Polymyalgia rheumatica (PMR) and giant cell arteritis form a spectrum of disease and affect patients of
>50 years of age; up to 15% of patients with PMR have giant cell arteritis and 40% of patients with active
giant cell arteritis have symptoms of PMR.

Polymyalgia Rheumatica
Clinical features.
Pain and stiffness in the neck, shoulder, and pelvic girdle. Symptoms are bilateral and symmetric and
more prolonged in the morning. May have diffuse aching.

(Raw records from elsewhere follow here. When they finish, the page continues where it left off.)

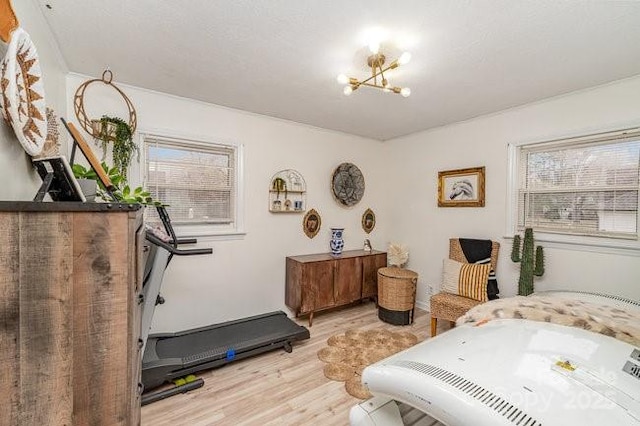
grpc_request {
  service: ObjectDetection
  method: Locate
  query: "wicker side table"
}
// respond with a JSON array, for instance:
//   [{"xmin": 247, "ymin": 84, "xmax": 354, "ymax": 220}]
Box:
[{"xmin": 378, "ymin": 267, "xmax": 418, "ymax": 325}]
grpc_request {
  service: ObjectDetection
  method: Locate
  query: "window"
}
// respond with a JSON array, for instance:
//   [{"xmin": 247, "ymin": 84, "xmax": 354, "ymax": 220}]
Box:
[
  {"xmin": 144, "ymin": 135, "xmax": 241, "ymax": 235},
  {"xmin": 510, "ymin": 129, "xmax": 640, "ymax": 245}
]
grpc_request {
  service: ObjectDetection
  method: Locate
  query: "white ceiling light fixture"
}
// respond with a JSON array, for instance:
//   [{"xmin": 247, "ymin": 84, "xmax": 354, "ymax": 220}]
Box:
[{"xmin": 337, "ymin": 42, "xmax": 411, "ymax": 98}]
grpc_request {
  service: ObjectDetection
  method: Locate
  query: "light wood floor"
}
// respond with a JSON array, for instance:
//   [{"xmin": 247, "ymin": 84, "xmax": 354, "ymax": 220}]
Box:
[{"xmin": 142, "ymin": 302, "xmax": 448, "ymax": 426}]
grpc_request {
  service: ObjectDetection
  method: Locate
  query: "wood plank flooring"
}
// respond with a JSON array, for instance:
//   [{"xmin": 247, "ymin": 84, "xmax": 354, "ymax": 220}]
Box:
[{"xmin": 142, "ymin": 302, "xmax": 448, "ymax": 426}]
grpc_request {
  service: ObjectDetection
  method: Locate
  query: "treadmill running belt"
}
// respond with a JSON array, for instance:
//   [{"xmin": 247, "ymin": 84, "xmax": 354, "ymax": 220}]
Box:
[{"xmin": 156, "ymin": 313, "xmax": 306, "ymax": 363}]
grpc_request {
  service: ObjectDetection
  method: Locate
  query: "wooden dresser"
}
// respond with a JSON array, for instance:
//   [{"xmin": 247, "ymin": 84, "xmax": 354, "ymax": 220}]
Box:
[
  {"xmin": 285, "ymin": 250, "xmax": 387, "ymax": 326},
  {"xmin": 0, "ymin": 202, "xmax": 144, "ymax": 426}
]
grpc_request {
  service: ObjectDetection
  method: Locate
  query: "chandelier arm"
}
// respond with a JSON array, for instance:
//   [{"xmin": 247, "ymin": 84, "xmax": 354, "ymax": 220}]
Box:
[{"xmin": 360, "ymin": 83, "xmax": 388, "ymax": 89}]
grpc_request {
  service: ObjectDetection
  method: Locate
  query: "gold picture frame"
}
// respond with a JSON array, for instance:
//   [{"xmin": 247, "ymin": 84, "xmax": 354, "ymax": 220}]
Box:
[
  {"xmin": 302, "ymin": 209, "xmax": 322, "ymax": 238},
  {"xmin": 362, "ymin": 209, "xmax": 376, "ymax": 234},
  {"xmin": 438, "ymin": 167, "xmax": 485, "ymax": 207}
]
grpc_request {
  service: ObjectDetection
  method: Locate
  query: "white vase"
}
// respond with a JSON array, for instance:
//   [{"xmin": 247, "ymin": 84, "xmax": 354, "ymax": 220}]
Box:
[
  {"xmin": 329, "ymin": 228, "xmax": 344, "ymax": 256},
  {"xmin": 77, "ymin": 179, "xmax": 98, "ymax": 202}
]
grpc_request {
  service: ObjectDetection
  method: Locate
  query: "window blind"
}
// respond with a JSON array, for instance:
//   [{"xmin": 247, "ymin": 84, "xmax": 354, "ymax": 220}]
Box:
[
  {"xmin": 517, "ymin": 131, "xmax": 640, "ymax": 239},
  {"xmin": 144, "ymin": 136, "xmax": 237, "ymax": 224}
]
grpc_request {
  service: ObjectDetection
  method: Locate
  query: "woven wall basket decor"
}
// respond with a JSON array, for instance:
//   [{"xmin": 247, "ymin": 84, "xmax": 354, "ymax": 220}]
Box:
[{"xmin": 0, "ymin": 27, "xmax": 47, "ymax": 156}]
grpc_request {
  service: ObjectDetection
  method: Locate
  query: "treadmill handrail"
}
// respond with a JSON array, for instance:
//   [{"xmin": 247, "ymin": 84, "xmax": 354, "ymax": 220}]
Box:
[{"xmin": 146, "ymin": 231, "xmax": 213, "ymax": 256}]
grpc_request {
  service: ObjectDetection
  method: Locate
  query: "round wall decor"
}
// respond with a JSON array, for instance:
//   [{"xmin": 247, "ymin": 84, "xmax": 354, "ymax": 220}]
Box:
[
  {"xmin": 331, "ymin": 163, "xmax": 364, "ymax": 207},
  {"xmin": 0, "ymin": 27, "xmax": 47, "ymax": 156}
]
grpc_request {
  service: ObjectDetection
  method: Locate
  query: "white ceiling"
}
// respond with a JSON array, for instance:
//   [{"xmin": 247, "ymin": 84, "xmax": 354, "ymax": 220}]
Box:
[{"xmin": 38, "ymin": 0, "xmax": 640, "ymax": 140}]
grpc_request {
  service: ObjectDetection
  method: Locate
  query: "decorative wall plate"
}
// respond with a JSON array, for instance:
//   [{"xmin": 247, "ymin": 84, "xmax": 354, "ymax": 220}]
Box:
[
  {"xmin": 0, "ymin": 27, "xmax": 47, "ymax": 156},
  {"xmin": 331, "ymin": 163, "xmax": 364, "ymax": 207}
]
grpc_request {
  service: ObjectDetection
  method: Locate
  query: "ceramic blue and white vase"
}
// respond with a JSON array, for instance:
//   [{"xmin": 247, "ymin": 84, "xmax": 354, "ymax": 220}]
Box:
[{"xmin": 329, "ymin": 228, "xmax": 344, "ymax": 256}]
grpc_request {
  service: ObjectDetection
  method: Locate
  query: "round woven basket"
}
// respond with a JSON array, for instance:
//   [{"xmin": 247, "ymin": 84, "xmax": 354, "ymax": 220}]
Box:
[{"xmin": 378, "ymin": 268, "xmax": 418, "ymax": 311}]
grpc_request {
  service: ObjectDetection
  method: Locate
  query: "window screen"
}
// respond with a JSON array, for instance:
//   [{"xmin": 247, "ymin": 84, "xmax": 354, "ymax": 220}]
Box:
[
  {"xmin": 517, "ymin": 131, "xmax": 640, "ymax": 240},
  {"xmin": 144, "ymin": 136, "xmax": 237, "ymax": 225}
]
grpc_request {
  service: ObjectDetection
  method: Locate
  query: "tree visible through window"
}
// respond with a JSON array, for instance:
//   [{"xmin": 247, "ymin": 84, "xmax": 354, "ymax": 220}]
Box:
[
  {"xmin": 144, "ymin": 136, "xmax": 237, "ymax": 230},
  {"xmin": 516, "ymin": 131, "xmax": 640, "ymax": 240}
]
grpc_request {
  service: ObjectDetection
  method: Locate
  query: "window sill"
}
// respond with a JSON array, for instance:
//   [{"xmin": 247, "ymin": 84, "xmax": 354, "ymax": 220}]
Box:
[{"xmin": 503, "ymin": 231, "xmax": 640, "ymax": 257}]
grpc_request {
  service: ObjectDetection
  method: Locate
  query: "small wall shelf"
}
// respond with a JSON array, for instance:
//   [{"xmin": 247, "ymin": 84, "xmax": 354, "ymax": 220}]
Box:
[{"xmin": 269, "ymin": 169, "xmax": 307, "ymax": 213}]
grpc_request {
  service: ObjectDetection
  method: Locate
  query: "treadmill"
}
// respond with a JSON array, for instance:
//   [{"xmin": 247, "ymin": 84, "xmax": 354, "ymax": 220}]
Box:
[{"xmin": 142, "ymin": 207, "xmax": 310, "ymax": 405}]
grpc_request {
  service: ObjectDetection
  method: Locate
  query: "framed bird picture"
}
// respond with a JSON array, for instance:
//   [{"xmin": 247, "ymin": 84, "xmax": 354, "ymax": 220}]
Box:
[{"xmin": 438, "ymin": 167, "xmax": 484, "ymax": 207}]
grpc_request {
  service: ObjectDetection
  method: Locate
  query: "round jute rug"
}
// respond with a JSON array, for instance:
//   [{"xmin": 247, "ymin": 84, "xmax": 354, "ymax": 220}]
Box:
[{"xmin": 318, "ymin": 329, "xmax": 418, "ymax": 399}]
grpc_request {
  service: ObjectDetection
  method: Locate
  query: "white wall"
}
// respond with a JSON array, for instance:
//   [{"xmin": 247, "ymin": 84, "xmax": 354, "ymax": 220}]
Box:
[
  {"xmin": 382, "ymin": 76, "xmax": 640, "ymax": 307},
  {"xmin": 0, "ymin": 0, "xmax": 67, "ymax": 200},
  {"xmin": 67, "ymin": 74, "xmax": 389, "ymax": 331}
]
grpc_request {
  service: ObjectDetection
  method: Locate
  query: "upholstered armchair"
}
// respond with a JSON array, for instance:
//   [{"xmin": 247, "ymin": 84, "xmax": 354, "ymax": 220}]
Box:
[{"xmin": 430, "ymin": 238, "xmax": 500, "ymax": 337}]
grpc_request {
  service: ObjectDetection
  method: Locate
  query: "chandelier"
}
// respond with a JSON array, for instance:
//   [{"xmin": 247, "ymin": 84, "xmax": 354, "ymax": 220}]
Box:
[{"xmin": 337, "ymin": 44, "xmax": 411, "ymax": 98}]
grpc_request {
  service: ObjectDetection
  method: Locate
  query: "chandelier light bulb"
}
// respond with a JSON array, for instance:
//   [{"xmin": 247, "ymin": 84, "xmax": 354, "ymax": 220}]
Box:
[
  {"xmin": 398, "ymin": 52, "xmax": 411, "ymax": 65},
  {"xmin": 336, "ymin": 74, "xmax": 349, "ymax": 84}
]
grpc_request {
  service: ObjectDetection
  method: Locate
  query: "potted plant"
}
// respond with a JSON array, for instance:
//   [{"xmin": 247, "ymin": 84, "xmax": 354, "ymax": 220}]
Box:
[
  {"xmin": 92, "ymin": 115, "xmax": 139, "ymax": 179},
  {"xmin": 72, "ymin": 164, "xmax": 98, "ymax": 201},
  {"xmin": 72, "ymin": 162, "xmax": 166, "ymax": 206}
]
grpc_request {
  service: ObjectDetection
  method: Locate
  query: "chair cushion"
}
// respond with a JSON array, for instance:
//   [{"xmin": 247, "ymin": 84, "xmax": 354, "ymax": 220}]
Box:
[
  {"xmin": 430, "ymin": 292, "xmax": 481, "ymax": 321},
  {"xmin": 442, "ymin": 259, "xmax": 491, "ymax": 302}
]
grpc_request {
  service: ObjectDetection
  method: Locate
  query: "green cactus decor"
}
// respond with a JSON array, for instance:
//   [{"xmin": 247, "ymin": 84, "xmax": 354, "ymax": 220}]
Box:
[{"xmin": 511, "ymin": 228, "xmax": 544, "ymax": 296}]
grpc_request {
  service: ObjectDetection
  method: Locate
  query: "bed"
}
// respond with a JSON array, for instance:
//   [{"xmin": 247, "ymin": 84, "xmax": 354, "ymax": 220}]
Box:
[{"xmin": 350, "ymin": 291, "xmax": 640, "ymax": 426}]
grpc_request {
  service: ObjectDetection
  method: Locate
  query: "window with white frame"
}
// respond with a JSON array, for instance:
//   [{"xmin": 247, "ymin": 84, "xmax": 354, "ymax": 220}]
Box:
[
  {"xmin": 143, "ymin": 135, "xmax": 241, "ymax": 235},
  {"xmin": 510, "ymin": 129, "xmax": 640, "ymax": 241}
]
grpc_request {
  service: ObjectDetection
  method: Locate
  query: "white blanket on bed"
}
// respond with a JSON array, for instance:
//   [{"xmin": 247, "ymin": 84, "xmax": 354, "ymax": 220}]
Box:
[{"xmin": 456, "ymin": 294, "xmax": 640, "ymax": 347}]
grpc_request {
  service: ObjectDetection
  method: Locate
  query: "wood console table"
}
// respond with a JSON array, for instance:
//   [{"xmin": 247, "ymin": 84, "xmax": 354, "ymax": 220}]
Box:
[
  {"xmin": 285, "ymin": 250, "xmax": 387, "ymax": 327},
  {"xmin": 0, "ymin": 201, "xmax": 144, "ymax": 426}
]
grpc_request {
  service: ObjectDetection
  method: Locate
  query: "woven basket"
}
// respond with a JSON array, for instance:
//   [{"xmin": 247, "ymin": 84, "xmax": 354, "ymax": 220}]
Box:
[{"xmin": 378, "ymin": 268, "xmax": 418, "ymax": 311}]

Systemic features such as low-grade fever, fatigue, and weight loss.
ESR and C-reactive protein are elevated with ESR elevation of 50 to 100 mm common. However, 15% of
those with PMR may have a normal sedimentation rate.
Diagnosis.
Rule out other causes such as claudication, hypothyroidism, myositis. In PMR thyroid functions are
normal, CPK and aldolase are not elevated, ANA should be "normal" for age, and rheumatoid factor will
be negative. Patients may have normocytic, normochromic anemia.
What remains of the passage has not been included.